SEOUL, Fewer than two out of 10 cosmetic containers distributed in South Korea are recyclable, an environmental group said Saturday, urging cosmetics companies to raise the recycling rate of their cosmetic packaging.
The group, which calls itself “Cosmetic Attack Citizens Action,” said it examined 6,617 brand-name cosmetic containers, and only 18.7 percent, or 1,238 containers, turned out to be recyclable.
It said 68.5 percent (4,531 containers), mostly made of colored or translucent plastic bottles, were hard to recycle, while recyclability of the remaining 12.8 percent, or 838 containers, could not be known.
About 100 volunteers conducted the research from April 1-16 after collecting more than 8,000 cosmetic containers, all weighing 370 kilograms, from 86 retailers nationwide, it said, adding about 1,400 containers lacking a recognizable brand or manufacturer name were excluded from the study.
The group said easily recyclable products include those made of single plastic material, metallic containers with easy-to-remove lids, and transparent, brown and green glass bottles with easy-to-remove lids.
In contrast, one-body products with inseparable lids of different materials, colored plastic bottles and products made from composite materials are difficult to recycle, it explained.
Indeed, 32.3 percent, or 1,839 containers, were impossible to recycle due to their colored or translucent plastic bottle materials, while 19 percent, or 1,081 containers, did not carry a recycling sign at all, it said.
The group said AmorePacific Corp., the nation’s largest cosmetics company, had the smallest number of recyclable cosmetic containers, at 74, or 9.49 percent. As many as 598 AmorePacific containers, or 76.67 percent, were found to be non-recyclable, it said.

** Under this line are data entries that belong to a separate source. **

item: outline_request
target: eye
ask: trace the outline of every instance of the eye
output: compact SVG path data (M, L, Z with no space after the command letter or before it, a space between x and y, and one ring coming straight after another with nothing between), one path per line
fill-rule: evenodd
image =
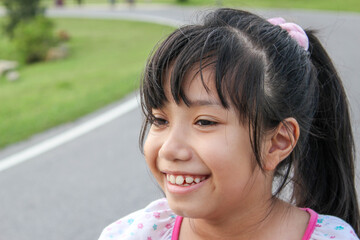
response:
M166 126L169 122L163 118L154 117L151 119L151 124L154 124L157 127Z
M213 126L213 125L216 125L217 122L210 121L210 120L205 120L205 119L200 119L200 120L196 121L195 124L197 124L199 126Z

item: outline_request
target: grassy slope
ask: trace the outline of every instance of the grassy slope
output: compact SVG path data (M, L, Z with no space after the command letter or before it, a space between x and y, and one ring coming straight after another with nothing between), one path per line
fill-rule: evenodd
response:
M57 19L56 24L72 37L71 56L22 67L17 82L0 80L0 147L90 113L137 88L149 52L171 31L115 20Z

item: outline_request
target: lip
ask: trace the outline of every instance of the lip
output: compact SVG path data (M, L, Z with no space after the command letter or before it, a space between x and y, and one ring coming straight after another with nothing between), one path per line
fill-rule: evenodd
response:
M183 176L209 176L210 174L196 174L191 172L180 172L180 171L161 171L164 175L170 174L170 175L183 175Z
M165 186L166 186L166 190L169 192L169 193L172 193L172 194L188 194L188 193L191 193L193 191L196 191L197 189L201 188L204 184L206 184L206 182L209 180L209 178L206 178L205 180L197 183L197 184L194 184L194 185L189 185L189 186L179 186L179 185L175 185L175 184L172 184L170 182L168 182L166 180L166 175L165 175Z

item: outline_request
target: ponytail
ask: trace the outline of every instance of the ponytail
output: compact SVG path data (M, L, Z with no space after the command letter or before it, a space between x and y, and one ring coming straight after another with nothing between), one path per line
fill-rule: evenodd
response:
M309 53L317 71L318 108L303 158L294 169L294 197L299 207L337 216L360 232L355 190L354 139L347 97L326 51L307 31Z

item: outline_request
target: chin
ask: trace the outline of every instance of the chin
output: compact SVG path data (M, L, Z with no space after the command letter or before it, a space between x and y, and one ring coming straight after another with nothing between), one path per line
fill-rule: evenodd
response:
M183 201L168 197L168 203L171 210L178 216L186 218L206 218L206 208L203 204L196 204L195 202ZM205 203L206 204L206 203Z

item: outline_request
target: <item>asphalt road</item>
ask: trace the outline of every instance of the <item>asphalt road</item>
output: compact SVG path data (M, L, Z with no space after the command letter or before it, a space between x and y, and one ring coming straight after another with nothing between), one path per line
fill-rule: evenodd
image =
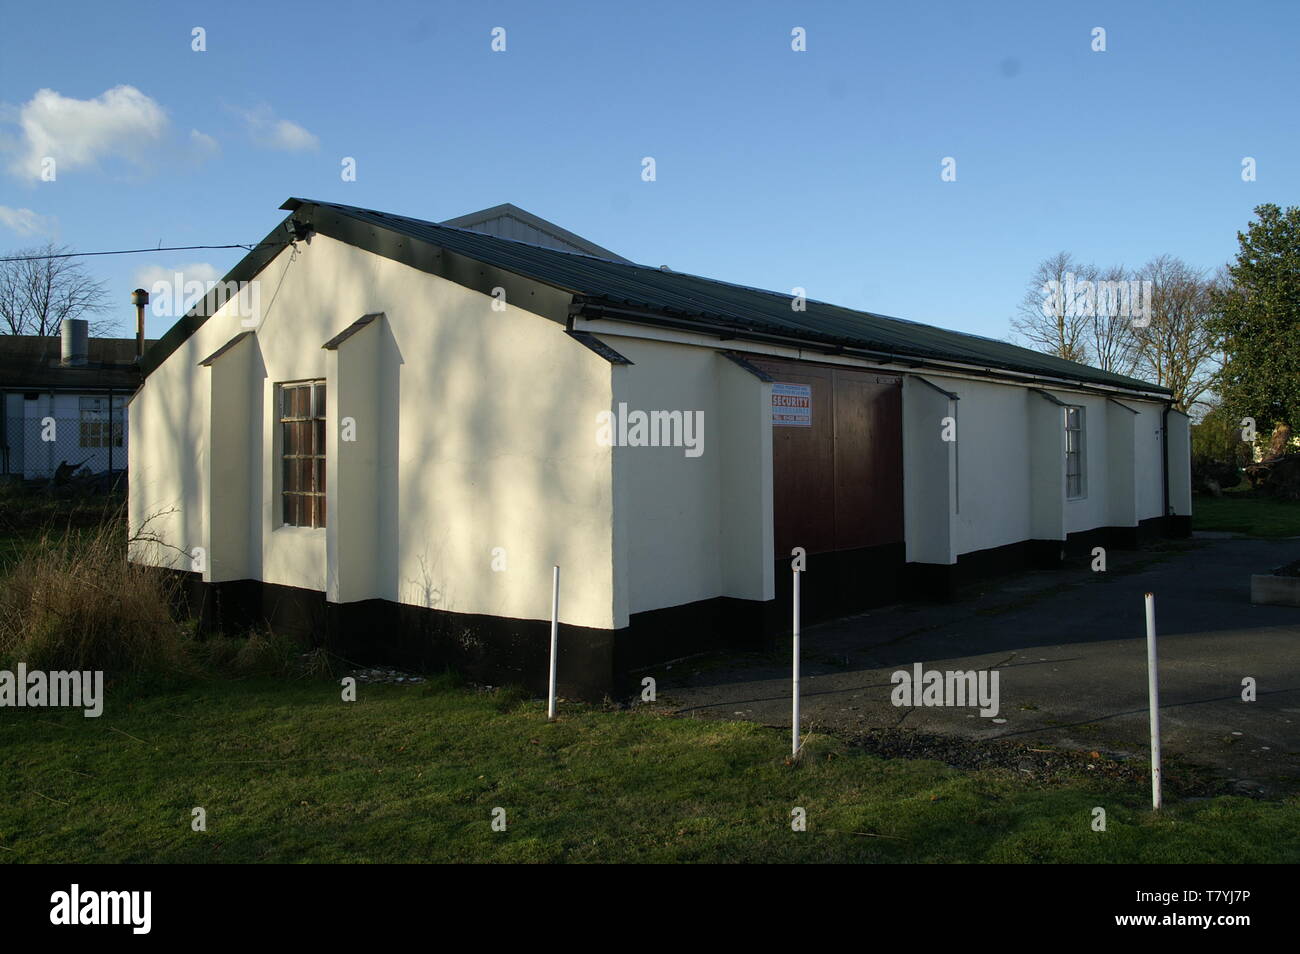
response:
M954 603L891 606L813 626L802 638L801 722L1145 759L1150 591L1165 752L1271 788L1300 777L1300 609L1251 605L1250 575L1297 557L1300 539L1198 535L1111 551L1105 573L1080 564L1004 577ZM895 706L892 674L918 662L927 670L997 670L997 716ZM788 653L696 658L655 675L660 703L683 715L790 725ZM1254 702L1242 700L1246 677L1257 685Z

In the case of LG Household & Health Care, the nation’s No. 2 cosmetics maker, 117, or 20.67 percent, of 566 collected containers were deemed recyclable. Innisfree, another popular cosmetics brand, reported a recycling rate of 14.69 percent.
During a news conference held in front of the AmorePacific headquarters in central Seoul, the civic group delivered 780 used cosmetic containers to the company and asked for its greater participation in resources recycling.
AmorePacific officials showed up at the news conference and vowed to make an all-out effort to bring down the ratio of non-recyclable containers to zero, while arguing the company’s non-recyclable ratio is now below 50 percent by government standards.